The competitions are intense.  Divisions are based on age, size of team, gender of participants and ability level, the Cheerleading worlds being only for teams level five and up.  Points are given for creativity, difficulty, sharpness of movement etc.  It's taken very seriously and the rule of thumb is that you must carry on no matter what.  Cheerleaders, for fear of points being deducted, could be dropped from high levels, banging their heads or twisting ankles, only to be pulled up and continue with the routine, feeling the pain later.  Carla Sanchez, an example of how the show must go on, performed the routine topless.  Now this is, in the cheer world, the stuff of legend; the NYU cheerleader found her spandex top came undone fifteen seconds into the routine when the plastic snap came loose. Carla Sanchez explained her dilemma as she said “You have no idea, not even my mother has seen me naked.” However, she made the decision to just kept dancing, while the entire astounded audience watched on. Not wanting points to be deducted Sanchez continued baring all and didn't miss a single beat.  Her team ended up winning the division, and she was deemed a hero.  She took one for the team.
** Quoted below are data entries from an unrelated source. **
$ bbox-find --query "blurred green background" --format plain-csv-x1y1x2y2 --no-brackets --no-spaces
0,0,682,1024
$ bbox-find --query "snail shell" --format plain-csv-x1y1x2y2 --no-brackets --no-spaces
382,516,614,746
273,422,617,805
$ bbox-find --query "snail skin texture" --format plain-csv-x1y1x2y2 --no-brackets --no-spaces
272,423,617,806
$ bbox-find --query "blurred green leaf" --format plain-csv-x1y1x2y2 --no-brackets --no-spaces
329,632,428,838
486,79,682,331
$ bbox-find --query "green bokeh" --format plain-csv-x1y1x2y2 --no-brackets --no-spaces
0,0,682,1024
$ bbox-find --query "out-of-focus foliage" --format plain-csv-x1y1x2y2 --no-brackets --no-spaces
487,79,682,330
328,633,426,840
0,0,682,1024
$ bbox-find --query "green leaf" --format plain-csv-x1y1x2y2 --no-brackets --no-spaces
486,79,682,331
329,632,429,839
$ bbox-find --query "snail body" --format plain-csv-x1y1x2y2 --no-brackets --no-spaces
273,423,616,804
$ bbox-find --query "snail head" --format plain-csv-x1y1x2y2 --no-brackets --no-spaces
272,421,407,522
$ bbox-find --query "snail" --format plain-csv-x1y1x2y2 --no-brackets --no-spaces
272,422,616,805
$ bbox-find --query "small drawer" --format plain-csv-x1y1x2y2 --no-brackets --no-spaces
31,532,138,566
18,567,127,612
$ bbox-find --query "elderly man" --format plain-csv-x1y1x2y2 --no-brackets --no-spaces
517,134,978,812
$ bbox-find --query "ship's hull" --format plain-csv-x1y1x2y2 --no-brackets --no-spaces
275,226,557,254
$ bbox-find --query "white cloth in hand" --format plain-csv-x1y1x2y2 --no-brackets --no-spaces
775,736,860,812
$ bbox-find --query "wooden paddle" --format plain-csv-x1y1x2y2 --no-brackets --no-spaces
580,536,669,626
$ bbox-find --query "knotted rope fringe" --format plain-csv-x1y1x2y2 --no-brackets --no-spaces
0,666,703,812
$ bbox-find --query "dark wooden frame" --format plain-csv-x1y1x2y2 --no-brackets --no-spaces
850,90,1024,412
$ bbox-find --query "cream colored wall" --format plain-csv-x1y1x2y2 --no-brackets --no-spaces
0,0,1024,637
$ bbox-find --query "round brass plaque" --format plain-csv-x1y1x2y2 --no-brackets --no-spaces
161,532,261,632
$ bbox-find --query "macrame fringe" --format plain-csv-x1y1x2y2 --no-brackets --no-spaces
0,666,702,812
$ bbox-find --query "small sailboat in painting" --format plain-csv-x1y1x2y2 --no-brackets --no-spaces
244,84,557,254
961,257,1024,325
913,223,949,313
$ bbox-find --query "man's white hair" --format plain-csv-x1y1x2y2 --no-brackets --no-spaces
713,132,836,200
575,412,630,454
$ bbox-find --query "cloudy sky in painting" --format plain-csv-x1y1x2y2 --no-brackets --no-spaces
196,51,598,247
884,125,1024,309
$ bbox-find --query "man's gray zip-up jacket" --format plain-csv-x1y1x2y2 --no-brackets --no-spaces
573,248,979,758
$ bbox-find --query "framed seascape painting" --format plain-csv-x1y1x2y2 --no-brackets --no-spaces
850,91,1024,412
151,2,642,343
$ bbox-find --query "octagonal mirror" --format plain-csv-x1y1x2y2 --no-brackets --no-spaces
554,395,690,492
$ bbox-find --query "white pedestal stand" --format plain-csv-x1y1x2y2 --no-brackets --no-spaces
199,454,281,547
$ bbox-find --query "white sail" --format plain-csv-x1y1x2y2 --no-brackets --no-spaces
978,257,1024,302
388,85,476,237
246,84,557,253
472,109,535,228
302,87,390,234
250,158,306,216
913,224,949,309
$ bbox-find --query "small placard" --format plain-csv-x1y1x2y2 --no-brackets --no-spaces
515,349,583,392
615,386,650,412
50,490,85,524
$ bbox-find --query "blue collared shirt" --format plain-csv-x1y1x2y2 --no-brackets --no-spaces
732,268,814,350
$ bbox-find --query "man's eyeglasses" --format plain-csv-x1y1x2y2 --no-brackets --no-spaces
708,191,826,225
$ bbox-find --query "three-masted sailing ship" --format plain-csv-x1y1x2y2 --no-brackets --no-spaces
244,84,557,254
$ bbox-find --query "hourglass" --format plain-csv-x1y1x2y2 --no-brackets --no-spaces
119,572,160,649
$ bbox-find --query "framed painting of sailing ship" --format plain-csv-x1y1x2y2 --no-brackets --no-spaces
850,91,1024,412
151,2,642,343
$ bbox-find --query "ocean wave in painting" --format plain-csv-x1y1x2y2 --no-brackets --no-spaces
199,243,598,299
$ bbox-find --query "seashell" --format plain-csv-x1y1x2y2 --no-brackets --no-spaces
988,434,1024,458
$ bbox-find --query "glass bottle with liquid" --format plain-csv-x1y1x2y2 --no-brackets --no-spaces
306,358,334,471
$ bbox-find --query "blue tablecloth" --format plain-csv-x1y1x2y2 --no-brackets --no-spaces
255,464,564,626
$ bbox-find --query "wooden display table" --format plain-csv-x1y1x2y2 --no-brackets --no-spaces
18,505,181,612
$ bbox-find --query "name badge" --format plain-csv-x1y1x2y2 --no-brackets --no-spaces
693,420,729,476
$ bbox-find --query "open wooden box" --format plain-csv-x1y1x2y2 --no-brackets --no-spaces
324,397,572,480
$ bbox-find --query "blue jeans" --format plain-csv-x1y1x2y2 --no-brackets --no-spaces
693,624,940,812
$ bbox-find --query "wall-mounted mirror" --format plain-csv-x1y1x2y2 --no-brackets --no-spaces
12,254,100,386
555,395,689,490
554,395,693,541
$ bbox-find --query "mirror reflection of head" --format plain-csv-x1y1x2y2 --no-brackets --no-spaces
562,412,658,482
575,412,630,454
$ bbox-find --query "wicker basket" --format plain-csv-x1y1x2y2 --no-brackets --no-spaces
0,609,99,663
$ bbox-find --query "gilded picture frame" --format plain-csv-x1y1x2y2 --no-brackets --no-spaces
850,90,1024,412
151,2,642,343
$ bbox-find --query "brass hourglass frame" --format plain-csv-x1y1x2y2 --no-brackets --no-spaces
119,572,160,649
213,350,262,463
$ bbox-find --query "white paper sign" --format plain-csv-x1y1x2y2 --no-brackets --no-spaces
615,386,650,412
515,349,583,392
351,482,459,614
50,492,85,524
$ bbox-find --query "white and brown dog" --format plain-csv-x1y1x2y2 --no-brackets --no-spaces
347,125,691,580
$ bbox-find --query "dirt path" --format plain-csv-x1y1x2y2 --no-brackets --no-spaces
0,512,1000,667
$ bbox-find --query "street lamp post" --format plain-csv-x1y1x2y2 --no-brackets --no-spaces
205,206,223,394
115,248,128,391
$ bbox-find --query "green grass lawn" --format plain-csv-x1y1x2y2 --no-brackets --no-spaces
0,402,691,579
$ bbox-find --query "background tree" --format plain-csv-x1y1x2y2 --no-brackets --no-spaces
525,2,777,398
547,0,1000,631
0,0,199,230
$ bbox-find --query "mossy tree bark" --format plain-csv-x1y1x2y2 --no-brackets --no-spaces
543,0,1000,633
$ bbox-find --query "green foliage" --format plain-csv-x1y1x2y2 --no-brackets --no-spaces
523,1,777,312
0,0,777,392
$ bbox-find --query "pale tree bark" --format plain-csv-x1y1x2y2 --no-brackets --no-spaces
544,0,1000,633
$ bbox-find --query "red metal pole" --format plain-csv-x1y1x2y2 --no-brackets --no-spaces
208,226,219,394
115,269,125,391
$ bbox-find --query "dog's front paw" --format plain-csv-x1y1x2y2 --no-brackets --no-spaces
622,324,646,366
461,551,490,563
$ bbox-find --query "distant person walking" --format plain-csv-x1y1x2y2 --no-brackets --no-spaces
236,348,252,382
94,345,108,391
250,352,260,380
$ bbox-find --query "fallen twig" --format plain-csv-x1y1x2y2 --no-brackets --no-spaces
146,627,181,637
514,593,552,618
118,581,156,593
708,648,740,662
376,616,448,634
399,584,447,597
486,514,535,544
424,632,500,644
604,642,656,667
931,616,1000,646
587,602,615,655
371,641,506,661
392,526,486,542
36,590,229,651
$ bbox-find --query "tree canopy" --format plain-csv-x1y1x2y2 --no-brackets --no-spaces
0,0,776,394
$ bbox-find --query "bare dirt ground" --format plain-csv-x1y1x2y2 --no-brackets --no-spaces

Whether or not cheerleading is a sport is long debated.  Using high levels of athletic ability, cheerleaders often compete with their routines, in some cases training harder and longer than other sports.  Twelve time national champions, Kentucky University cheer adviser T. Lynn Williamson jokes, “We're trying to be an inspiration to the basketball team.” Yet even though as many as twenty state high school organizations say it is a sport, the Federal Court has ruled that it is not a sport.  They were however, quoted as saying that it “may be in the future”, but at the current time, there is a lack of program development and organization.

Regardless of whether or not cheerleading is defined as a sport; we do know that cheerleading is incredibly dangerous.  Once seen as a fairly tame activity involving pompoms and hair-tossing, it now is being increasingly recognized as one of the most perilous popular activities, especially in the 2000's. As it doesn't have that organization most sports receive, it is not subject to the same safety regulations. Cheerleading routines are meant to astound and amaze people with the risky stunts, and participants often gain head, body or neck injuries while performing routines with moves such as catapulting people into the air, flips or pyramids.  Additionally squads might train on their own with no members or coaches with safety certifications or training, therefore enhancing the danger.  For example in the University of Nebraska, a girl landed on her head after doing a double back flip at practice, meaning that from now on she only has limited use of her arms and legs, the school settled a related lawsuit for $2.1 million.

Therefore it is clear to see that cheerleading is taken very seriously in America, and there is clearly more to it than just the girls shaking their pompoms at (American) Football games.  Maybe it will soon become a global phenomenon and have regular television slots of satellite television, as well as sell out arena competitions.  It is possible, but perhaps quite a way off in the future; for now their hard work continues and the cheerleaders appear mostly in the shadow of the team's they are cheering for.